Genetic toxicity: in vitro
Administrative data
- Endpoint:
- in vitro gene mutation study in bacteria
- Type of information:
- read-across based on grouping of substances (category approach)
- Adequacy of study:
- supporting study
- Reliability:
- 3 (not reliable)
- Rationale for reliability incl. deficiencies:
- significant methodological deficiencies
- Remarks:
- Deviations from guideline: - physical nature and purity of the test substance were missing - only three strains of bacteria were used - TA1538 is not a strain mentioned by the guideline - no historical control data - only one concentration was test in the plate test and two concentrations were tested in the suspension test - only duplicate testing (plate test) - duration of incubation was four days during the plate test.
Data source
Reference
- Reference Type:
- study report
- Title:
- Unnamed
- Year:
- 1 975
- Report date:
- 1975
Materials and methods
Test guideline
- Qualifier:
- equivalent or similar to guideline
- Guideline:
- OECD Guideline 471 (Bacterial Reverse Mutation Assay)
- Version / remarks:
- adopted 1997-07-21
- Deviations:
- yes
- Remarks:
- , please refer to the field "Rationale for reliability incl. deficiencies" above
- GLP compliance:
- no
- Remarks:
- GLP was not compulsory at time of study conduct
- Type of assay:
- bacterial reverse mutation assay
Test material
- Test material form:
- not specified
- Details on test material:
- - Name of test material (as cited in study report): compound FDA 73-43 (sodium sulfite) (Allied Chemicals No.
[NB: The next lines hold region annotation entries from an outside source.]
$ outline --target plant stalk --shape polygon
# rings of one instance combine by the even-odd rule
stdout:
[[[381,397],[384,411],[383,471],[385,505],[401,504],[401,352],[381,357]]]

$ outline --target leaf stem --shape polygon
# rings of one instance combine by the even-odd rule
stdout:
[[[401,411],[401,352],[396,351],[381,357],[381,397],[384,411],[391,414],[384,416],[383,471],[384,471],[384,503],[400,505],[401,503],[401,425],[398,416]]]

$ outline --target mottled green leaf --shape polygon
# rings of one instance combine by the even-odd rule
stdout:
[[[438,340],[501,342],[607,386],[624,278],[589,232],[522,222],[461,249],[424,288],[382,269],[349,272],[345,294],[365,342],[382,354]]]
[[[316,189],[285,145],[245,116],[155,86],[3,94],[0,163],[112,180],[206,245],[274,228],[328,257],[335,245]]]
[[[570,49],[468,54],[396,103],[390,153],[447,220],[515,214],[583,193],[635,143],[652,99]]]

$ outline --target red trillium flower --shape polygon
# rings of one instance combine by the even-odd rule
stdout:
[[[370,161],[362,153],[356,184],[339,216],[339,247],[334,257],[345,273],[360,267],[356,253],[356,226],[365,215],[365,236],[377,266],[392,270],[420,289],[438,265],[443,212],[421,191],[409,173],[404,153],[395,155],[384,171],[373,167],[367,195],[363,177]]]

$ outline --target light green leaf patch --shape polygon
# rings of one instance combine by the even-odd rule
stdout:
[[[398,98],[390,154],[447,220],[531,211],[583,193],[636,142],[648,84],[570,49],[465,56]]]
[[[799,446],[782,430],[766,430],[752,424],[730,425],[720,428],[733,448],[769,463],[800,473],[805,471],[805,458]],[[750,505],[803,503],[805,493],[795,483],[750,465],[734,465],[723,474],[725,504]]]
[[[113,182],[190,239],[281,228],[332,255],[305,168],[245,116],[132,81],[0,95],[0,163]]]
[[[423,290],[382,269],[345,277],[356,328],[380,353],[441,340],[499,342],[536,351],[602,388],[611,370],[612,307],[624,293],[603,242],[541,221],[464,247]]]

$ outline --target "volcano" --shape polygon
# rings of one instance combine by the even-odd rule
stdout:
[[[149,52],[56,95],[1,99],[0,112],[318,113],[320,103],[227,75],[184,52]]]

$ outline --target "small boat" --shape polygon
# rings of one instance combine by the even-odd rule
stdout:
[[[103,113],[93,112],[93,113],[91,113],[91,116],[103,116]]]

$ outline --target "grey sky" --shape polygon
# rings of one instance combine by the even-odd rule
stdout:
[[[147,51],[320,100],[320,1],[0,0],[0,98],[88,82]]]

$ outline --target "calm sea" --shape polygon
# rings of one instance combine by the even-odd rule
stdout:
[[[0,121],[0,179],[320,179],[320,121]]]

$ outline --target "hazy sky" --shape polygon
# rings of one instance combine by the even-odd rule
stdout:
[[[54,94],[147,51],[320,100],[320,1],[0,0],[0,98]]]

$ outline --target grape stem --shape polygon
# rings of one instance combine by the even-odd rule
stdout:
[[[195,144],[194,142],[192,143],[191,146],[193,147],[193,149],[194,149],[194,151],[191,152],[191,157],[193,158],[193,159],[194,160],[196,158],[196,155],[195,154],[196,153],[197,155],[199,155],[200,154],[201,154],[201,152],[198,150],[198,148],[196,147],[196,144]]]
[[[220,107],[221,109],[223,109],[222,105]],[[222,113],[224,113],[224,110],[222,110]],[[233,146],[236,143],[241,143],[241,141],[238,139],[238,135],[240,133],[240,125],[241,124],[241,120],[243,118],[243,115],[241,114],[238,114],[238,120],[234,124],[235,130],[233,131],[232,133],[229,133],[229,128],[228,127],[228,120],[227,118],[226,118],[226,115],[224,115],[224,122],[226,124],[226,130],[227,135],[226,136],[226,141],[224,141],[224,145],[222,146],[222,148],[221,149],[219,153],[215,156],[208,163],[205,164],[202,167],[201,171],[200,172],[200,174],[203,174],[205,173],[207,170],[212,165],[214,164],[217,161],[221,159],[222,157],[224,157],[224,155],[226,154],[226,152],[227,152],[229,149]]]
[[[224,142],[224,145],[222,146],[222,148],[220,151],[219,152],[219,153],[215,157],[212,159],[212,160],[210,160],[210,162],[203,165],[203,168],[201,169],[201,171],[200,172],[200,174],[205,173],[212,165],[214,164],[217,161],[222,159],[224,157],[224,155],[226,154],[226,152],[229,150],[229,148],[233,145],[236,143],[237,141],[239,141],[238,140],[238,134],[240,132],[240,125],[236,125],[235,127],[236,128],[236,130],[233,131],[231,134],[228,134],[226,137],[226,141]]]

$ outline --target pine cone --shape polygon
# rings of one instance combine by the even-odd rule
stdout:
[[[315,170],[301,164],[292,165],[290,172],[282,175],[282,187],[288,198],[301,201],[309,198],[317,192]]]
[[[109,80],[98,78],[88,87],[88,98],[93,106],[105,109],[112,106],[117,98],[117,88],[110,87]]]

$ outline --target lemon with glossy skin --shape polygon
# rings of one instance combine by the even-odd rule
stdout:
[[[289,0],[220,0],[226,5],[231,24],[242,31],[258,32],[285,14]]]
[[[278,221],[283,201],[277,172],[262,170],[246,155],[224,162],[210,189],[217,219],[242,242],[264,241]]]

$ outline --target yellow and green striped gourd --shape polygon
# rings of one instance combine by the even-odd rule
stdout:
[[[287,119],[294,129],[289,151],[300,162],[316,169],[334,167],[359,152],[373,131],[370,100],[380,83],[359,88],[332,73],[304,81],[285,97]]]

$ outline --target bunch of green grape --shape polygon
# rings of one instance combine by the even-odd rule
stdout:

H028)
Method
- Target gene:
- not applicable
Species / strain
- Species / strain / cell type:
- S. typhimurium, other: TA 1535, TA 1537, and TA 1538
- Metabolic activation:
- with and without
- Metabolic activation system:
- tissue homogenates were prepared from liver, lung and testes of mice (ICR random bred; adult males), rat (Sprague-Dawley; adult males), and primate (Macaca mulatta; adult males)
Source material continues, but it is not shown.